MD5 vs. SHA-1

Anyone has some reading material about this subject - which algorythm is better (SHA-1?) and why, etc.

Thanks.

I have read a little about the two. It would appear to me that SHA1 is more secure than MD5. Both are hashing algorithms based on older MD4 protocols. The main difference is that SHA1 returns a 160 byte hash whereas MD5 returns a 32 byte hash. The longer hash makes SHA1 less prone to brute-force attacks as they would take a lot longer to complete. Furthermore, SHA1 was reviewed and approved by the professor who wrote the original MD5 algorithm.

The practicality of moving the web from MD5 to SHA1 though is not as easy to look at. Since they are both hashing algorithms, there is no way to easily decrypt what they represent so if that is passwords, then you have a lot of work getting users to change them when you switch algorithms.

Other considerations include this:

MD5 is 5 times faster than SHA1 but only returns 1/5th the bytes. MD5 has a collision rate of 2^32. Even though it is faster, you will need 3-5 iterations of MD5 to get the same level of security in SHA1.

MD5 is relatively secure, and much faster. SHA-1 is a technology perhaps for the future. I have read that it is 4 times slower than MD5 and uses much many resources.

In case of large databases which need extreme security, go with SHA-1; although MD5 is most practical for general application. :slight_smile:

Just had to say I luv the quote:D.

Ayway getting back to the topic in hand;

Secure Hash Algorithm 1 (SHA1)
MD5 Message-Digest Algorithm

I looked into other algorithms, including RC4, Blowfish, (crc32) and a few others, however from what I remember an RC4, encryption, took one person just under a week to crack.
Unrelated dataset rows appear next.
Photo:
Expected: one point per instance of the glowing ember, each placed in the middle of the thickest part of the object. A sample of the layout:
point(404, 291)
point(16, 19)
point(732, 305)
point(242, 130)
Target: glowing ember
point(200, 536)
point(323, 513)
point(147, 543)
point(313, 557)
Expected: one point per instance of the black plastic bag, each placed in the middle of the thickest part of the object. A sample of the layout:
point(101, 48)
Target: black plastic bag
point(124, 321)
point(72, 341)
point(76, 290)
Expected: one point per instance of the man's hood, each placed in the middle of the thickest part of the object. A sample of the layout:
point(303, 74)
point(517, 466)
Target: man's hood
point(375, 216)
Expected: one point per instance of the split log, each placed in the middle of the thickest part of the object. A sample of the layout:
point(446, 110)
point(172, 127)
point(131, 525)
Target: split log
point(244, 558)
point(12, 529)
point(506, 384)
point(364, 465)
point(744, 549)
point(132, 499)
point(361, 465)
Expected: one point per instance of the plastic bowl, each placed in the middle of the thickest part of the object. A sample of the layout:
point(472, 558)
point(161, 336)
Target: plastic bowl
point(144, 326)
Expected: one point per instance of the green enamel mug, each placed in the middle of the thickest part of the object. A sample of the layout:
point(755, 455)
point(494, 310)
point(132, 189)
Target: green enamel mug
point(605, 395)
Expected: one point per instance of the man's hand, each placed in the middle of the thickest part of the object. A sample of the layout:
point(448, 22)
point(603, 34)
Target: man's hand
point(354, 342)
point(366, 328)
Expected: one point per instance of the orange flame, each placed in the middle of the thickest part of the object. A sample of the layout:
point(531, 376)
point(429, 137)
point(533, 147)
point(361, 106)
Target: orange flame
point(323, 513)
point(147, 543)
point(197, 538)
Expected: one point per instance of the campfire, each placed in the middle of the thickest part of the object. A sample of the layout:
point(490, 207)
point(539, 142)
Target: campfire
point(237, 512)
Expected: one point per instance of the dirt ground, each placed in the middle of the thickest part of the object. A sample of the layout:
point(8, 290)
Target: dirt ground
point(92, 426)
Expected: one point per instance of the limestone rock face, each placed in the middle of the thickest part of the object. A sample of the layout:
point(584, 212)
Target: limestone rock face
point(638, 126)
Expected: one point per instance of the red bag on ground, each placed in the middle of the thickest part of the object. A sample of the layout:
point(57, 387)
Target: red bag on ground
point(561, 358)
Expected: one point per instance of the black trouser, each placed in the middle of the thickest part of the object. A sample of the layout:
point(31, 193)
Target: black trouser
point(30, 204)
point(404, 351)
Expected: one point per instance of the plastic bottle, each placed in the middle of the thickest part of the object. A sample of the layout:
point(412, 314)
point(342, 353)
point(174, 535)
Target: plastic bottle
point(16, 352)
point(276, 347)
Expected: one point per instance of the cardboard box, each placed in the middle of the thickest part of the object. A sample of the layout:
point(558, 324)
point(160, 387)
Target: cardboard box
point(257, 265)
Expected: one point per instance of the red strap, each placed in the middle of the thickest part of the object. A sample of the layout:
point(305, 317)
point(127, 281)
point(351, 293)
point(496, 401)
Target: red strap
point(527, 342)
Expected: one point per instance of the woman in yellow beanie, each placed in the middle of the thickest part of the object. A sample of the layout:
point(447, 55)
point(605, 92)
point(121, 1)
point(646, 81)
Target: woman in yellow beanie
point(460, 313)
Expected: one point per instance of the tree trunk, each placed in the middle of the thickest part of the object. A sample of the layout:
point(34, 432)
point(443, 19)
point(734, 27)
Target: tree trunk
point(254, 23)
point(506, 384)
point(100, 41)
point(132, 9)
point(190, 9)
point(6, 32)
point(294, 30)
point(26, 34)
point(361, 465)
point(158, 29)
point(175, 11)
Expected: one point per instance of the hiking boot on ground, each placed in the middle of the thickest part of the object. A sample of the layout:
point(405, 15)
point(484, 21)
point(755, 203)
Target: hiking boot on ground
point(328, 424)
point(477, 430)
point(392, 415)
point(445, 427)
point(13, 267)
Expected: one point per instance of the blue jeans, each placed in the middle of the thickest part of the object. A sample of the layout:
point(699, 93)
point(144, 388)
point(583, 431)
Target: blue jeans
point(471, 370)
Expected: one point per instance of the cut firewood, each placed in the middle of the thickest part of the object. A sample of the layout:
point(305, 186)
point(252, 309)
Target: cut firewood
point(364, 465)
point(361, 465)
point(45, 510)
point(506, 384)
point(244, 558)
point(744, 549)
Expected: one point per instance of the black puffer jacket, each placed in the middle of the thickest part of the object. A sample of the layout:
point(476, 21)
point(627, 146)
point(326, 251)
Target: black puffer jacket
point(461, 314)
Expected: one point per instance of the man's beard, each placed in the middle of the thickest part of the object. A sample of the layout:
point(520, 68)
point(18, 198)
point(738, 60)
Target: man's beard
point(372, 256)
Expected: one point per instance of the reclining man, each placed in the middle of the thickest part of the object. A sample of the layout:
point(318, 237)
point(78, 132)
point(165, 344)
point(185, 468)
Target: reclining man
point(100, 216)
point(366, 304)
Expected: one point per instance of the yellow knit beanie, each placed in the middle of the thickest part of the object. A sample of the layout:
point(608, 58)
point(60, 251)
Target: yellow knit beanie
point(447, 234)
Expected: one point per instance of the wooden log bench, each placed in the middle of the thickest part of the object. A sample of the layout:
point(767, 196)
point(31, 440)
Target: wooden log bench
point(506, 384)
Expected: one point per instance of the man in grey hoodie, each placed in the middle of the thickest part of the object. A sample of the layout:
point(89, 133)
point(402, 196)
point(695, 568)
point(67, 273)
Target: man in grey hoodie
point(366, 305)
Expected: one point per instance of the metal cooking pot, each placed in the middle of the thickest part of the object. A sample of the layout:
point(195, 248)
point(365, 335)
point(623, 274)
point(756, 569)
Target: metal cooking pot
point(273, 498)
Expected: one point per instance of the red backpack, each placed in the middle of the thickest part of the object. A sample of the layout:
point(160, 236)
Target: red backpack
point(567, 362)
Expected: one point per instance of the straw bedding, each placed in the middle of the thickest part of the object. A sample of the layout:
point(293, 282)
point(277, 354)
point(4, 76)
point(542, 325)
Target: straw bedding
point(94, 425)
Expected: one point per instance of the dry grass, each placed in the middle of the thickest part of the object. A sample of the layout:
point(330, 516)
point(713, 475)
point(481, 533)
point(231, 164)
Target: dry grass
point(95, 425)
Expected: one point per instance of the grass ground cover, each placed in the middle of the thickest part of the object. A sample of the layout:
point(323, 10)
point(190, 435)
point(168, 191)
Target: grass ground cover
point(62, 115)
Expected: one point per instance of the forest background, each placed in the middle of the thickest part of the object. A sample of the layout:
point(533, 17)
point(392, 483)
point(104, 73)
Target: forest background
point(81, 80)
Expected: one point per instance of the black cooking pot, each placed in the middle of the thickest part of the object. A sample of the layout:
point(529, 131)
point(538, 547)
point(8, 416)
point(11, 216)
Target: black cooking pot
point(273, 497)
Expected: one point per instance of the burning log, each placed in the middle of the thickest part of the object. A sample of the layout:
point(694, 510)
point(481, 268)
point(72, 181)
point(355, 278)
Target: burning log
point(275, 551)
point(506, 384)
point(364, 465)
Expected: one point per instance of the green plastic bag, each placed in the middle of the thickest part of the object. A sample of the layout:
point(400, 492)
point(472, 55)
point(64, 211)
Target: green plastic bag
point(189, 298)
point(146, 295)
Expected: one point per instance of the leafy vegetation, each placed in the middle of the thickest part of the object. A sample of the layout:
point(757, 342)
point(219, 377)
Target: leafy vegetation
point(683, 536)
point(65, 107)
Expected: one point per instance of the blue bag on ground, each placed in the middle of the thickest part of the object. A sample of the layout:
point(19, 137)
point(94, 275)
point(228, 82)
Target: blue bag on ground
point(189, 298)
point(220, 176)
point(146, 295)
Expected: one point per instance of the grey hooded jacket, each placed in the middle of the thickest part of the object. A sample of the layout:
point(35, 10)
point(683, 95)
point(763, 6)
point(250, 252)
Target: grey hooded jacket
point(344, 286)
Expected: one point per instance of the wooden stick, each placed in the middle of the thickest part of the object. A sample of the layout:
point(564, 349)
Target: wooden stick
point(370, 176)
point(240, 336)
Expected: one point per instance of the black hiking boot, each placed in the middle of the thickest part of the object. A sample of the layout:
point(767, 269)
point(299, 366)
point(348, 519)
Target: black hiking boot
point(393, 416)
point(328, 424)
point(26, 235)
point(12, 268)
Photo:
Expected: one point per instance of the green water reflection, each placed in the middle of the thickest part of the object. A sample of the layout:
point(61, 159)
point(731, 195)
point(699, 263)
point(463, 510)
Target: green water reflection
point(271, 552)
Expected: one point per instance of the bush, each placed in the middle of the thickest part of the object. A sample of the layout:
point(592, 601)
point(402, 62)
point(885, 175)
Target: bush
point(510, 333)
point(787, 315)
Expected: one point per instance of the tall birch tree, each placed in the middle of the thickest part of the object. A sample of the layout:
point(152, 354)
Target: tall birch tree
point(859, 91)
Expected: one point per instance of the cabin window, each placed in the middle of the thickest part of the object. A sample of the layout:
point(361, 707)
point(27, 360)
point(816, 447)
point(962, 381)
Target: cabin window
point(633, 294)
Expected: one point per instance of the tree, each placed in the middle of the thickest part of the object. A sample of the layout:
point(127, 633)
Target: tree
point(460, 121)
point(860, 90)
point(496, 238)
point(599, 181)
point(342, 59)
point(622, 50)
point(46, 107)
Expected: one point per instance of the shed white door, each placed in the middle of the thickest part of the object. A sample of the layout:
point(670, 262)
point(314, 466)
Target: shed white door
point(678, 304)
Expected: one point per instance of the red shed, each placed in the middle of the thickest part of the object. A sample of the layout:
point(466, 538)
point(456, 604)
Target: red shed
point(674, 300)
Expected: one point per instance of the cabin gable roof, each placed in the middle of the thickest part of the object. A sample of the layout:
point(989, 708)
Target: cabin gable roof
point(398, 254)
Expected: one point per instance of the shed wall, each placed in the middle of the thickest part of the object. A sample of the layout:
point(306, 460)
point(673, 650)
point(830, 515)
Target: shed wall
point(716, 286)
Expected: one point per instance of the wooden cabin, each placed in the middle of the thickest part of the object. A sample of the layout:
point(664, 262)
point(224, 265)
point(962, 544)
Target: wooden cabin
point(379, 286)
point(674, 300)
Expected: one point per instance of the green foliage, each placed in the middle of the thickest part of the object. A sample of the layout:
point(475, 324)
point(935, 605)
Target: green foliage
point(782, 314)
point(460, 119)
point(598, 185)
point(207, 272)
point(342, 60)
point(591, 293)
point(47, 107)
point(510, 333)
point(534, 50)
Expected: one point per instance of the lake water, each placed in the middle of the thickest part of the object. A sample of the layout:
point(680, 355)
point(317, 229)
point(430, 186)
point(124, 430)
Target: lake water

As Wayne was implying, it all depends on your implementation, the higher the form of encryption, the longer it takes to process, so in effect, the type of encryption you choose all depends upon your requirements.

http://pajhome.org.uk/crypt/md5/

SHA1 is generally much more secure, and is what I use now.

But as Wayne pointed out, the problem is getting the switch to be as painless as possible. If I’m using an older database with MD5 hashes, I doubt giving everyone a randomly generated SHA1 password is worth it. But if I were ot start a new project, I’d use SHA1.

Thanks for the answers. :slight_smile:

I guess I’m wondering why it is “much more” secure than MD5? For most web implementations the 8 byte difference can’t matter that much, right? MD5 is still hard to crack as it is.

You mean 128, right?

With cryptography, adding characters makes the complexity of cracking something rise exponentially. So yes, it’s quite a large difference, in theory anyway.

Are we talking about a single site here, or are we talking about getting every web application on the Internet to switch from MD5 to SHA1?

If the former, and assuming that the user’s password is received by the server in plaintext form (rather than being hashed client-side before transmission) then surely all you would need to do is to run the two in parallel, using two fields in the database (PasswordMD5 and PasswordSHA1)…

The authentication function would take the plaintext username and password, load up the record (using the username as the primary key), and see if there was a value in the PasswordMD5 field.

  • If there was, then the user is still on MD5, so the plaintext password would be MD5 hashed, compared to stored hash, and if successful, then the plaintext password would be hashed using SHA1, stored in the PasswordSHA1 field, and the PasswordMD5 field cleared.

  • If there wasn’t then the user is already on SHA1, so just SHA1 hash the password, and compare to the stored value.

This approach would be completely invisible to users, and would migrate them from one hashing algorithm to another very painlessly. Later on (once all the users have been migrated, perhaps after a mailshot to ask them to login), you could remove the MD5 parts completely. Job done!